Le CHU de Bordeaux renforce la réserve militaire avec 50 soignants engagés
CHU Bordeaux : 50 soignants dans la réserve militaire

Le CHU de Bordeaux s'engage massivement dans la réserve opérationnelle nationale

Dans les salons solennels du quartier général de la rue Vital-Carles à Bordeaux, une cinquantaine de professionnels de santé du Centre Hospitalier Universitaire viennent de franchir un pas décisif. Ils ont officiellement rejoint les rangs de la réserve opérationnelle, cet outil essentiel de résilience nationale mobilisable en cas de crise grave ou de menace imminente.

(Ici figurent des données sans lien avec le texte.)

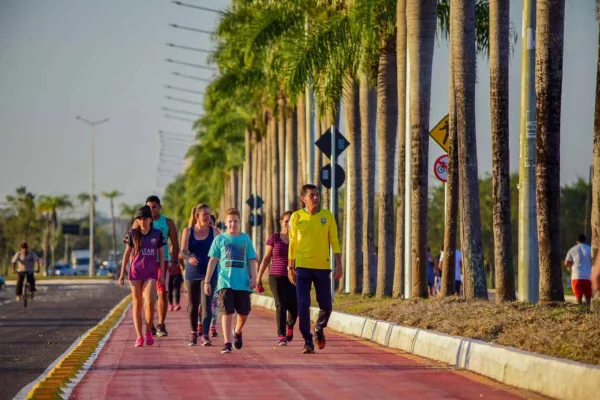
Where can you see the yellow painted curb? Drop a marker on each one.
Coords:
(57, 378)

Une convention historique pour soutenir l'engagement des soignants

Mardi 10 mars, une convention tripartite a été signée entre le CHU de Bordeaux, le ministère des Armées et le ministère de l'Intérieur. Cet accord historique vise à faciliter et à encourager l'engagement des personnels hospitaliers dans les réserves militaires. Vincent-Nicolas Delpech, directeur général du CHU, premier employeur de Nouvelle-Aquitaine avec plus de 15 700 professionnels, a souligné l'importance de cette démarche : « Le CHU de Bordeaux affirme son engagement concret en faveur de ses collaborateurs réservistes et renforce son rôle d'acteur public engagé au service de l'intérêt général et de l'esprit de défense. »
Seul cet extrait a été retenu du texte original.